ADMISSION TO THE BAR.

(1).

United States Courts.

Supreme Court.

It shall be requisite to the admission of attorneys or counselors to practice in this court that they shall have been such for three years past in the supreme courts of the states to which they respectively belong, and that their private and professional character shall appear to be fair. The prescribed

oath shall be taken.

Sup. Ct. Rule (3 Sup. Ct. Rep. v.).

Circuit Courts of Appeals.

Although the rule of the circuit courts of appeals governing the admission of attorneys, as adopted primarily, provides that, to become eligible, the applicant shall have been admitted to the supreme court or any circuit court of the United States, and shall have taken the prescribed oath, it has since been changed to some extent in several of the circuits. In the Third circuit, the clause requiring avowal of the oath has been annulled, as respects attorneys of the circuit court of the Third circuit; in the Sixth circuit, a provision is made for a certificate of admission upon demand and payment of a fee of $2.50; in the Eighth circuit, former admission to the highest court of any state within that circuit is sufficient qualification; and in the Ninth circuit, former admission to a circuit court is limited to admission to a circuit court of the Ninth circuit, and is enlarged to the extent that former admission in the highest court of any state or territory shall constitute qualifica

tion.

C. C. A. Rule (12 Sup. Ct. Rep. vi. vii.).
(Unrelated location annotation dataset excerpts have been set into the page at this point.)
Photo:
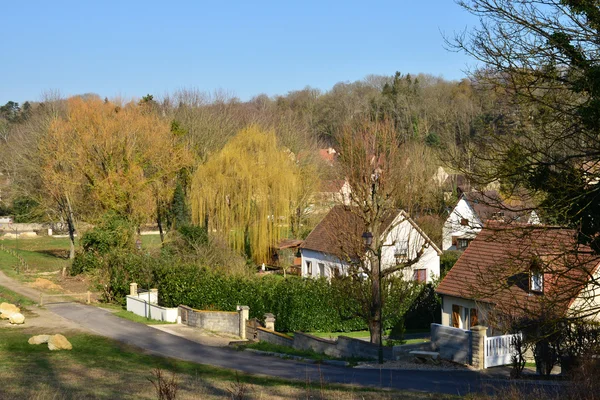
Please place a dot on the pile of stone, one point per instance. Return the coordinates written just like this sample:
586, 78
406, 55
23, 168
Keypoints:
55, 342
12, 313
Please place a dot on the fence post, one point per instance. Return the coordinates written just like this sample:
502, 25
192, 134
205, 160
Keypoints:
243, 312
270, 321
133, 289
479, 334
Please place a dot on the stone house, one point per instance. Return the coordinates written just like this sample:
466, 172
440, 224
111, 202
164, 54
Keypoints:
337, 240
511, 271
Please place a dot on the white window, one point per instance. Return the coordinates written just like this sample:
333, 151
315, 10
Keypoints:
321, 270
537, 281
309, 268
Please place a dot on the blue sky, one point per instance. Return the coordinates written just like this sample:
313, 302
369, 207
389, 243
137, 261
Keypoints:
131, 48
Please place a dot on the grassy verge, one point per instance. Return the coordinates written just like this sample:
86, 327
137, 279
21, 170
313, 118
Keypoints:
136, 318
8, 296
310, 354
103, 369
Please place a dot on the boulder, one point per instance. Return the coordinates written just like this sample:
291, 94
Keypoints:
38, 339
7, 308
17, 319
59, 342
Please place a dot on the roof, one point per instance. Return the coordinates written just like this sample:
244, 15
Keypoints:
332, 186
495, 267
340, 232
488, 204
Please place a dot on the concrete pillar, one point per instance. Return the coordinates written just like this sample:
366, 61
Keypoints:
479, 333
154, 296
133, 289
243, 313
270, 321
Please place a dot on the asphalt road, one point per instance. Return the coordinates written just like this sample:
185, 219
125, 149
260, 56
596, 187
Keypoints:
103, 323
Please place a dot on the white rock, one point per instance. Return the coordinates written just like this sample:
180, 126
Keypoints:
59, 342
17, 319
38, 339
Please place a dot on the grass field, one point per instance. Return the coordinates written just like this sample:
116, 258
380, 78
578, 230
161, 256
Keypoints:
98, 368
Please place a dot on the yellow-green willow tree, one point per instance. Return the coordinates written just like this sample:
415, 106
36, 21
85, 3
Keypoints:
247, 192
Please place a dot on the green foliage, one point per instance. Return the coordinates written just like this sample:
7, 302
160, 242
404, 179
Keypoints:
113, 232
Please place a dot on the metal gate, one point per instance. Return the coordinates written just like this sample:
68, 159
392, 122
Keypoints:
499, 350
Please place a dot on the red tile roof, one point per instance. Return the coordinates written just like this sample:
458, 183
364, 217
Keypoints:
495, 267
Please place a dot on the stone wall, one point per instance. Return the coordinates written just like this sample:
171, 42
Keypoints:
265, 335
452, 343
303, 341
220, 321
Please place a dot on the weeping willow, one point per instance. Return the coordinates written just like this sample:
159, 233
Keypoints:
246, 192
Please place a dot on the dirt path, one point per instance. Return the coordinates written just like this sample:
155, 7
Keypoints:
38, 320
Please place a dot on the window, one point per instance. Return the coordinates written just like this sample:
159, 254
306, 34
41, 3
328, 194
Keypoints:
455, 316
462, 244
309, 268
420, 275
321, 270
536, 281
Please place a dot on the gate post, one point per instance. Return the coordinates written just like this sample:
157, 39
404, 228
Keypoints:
243, 318
479, 334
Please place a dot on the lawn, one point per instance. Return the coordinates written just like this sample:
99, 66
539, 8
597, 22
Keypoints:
100, 368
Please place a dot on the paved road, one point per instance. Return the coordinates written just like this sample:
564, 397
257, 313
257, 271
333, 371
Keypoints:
157, 342
103, 323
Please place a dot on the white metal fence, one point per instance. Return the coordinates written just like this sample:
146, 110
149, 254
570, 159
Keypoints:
499, 350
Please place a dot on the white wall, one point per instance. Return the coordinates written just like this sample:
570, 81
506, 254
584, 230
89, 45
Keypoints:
141, 307
452, 226
330, 263
402, 231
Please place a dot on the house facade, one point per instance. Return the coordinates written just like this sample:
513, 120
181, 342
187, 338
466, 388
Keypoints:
470, 213
328, 250
510, 271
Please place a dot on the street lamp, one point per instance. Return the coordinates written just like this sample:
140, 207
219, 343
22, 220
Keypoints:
368, 241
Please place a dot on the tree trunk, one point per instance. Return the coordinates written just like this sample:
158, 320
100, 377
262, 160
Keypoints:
159, 221
375, 320
71, 226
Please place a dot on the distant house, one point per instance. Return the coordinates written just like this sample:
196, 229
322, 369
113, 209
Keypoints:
512, 271
337, 239
470, 213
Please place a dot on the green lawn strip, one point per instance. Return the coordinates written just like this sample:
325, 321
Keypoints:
8, 296
310, 354
37, 363
137, 318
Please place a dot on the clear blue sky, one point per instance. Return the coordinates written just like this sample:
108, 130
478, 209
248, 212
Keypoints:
131, 48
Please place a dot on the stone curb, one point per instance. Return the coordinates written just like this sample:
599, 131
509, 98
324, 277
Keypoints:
337, 363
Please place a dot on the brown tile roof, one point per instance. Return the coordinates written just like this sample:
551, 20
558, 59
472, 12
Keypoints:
332, 186
340, 232
495, 267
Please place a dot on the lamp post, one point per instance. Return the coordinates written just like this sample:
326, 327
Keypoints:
368, 242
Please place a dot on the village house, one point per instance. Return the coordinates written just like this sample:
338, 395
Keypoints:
513, 271
337, 240
471, 211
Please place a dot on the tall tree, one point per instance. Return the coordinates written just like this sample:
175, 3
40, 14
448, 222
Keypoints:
246, 192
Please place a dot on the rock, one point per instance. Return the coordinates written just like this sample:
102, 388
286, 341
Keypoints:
59, 342
38, 339
7, 308
6, 315
17, 319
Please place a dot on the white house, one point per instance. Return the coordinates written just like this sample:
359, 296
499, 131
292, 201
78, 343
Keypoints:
338, 239
472, 210
513, 271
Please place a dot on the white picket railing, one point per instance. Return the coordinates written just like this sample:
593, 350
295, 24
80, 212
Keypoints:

Circuit and District Courts.

The rules for admission to these courts vary. Generally attorneys who have been admitted to practice in other United States courts or the highest courts of a state or territory are eligible.

FEDERAL COURT DECISIONS.

U. S. Supreme Court.

A complete set of the United States Supreme Court Reports (1790 to 1903) consists of 190 volumes. Everything subsequent to vol. 105 is covered by the Supreme Court Reporter (of the National Reporter System) in a set of 23 volumes. The Supreme Court Reporter makes currently one volume a year, covering all the current decisions filed by the court, and is supplied to subscribers in advance sheets as published; these being displaced at the end of the year by a bound volume which contains everything in the official edition, and is equipped with a table giving the official page references.

There are other editions of the United States Reports,— one giving vols. I to 190 in 47 books, and another giving vols. I to 190 in about 150 books.

U. S. Circuit Courts of Appeals.

These courts were established in 1891, and all opinions from the beginning have been reported currently in the Federal Reporter. (See below.) The back volumes of this set, therefore, incorporate all the reported decisions from these nine courts, and the current numbers give the first report of the current decisions.

The decisions are reported separately in the C. C. A. Reports, of which 60 volumes are now completed.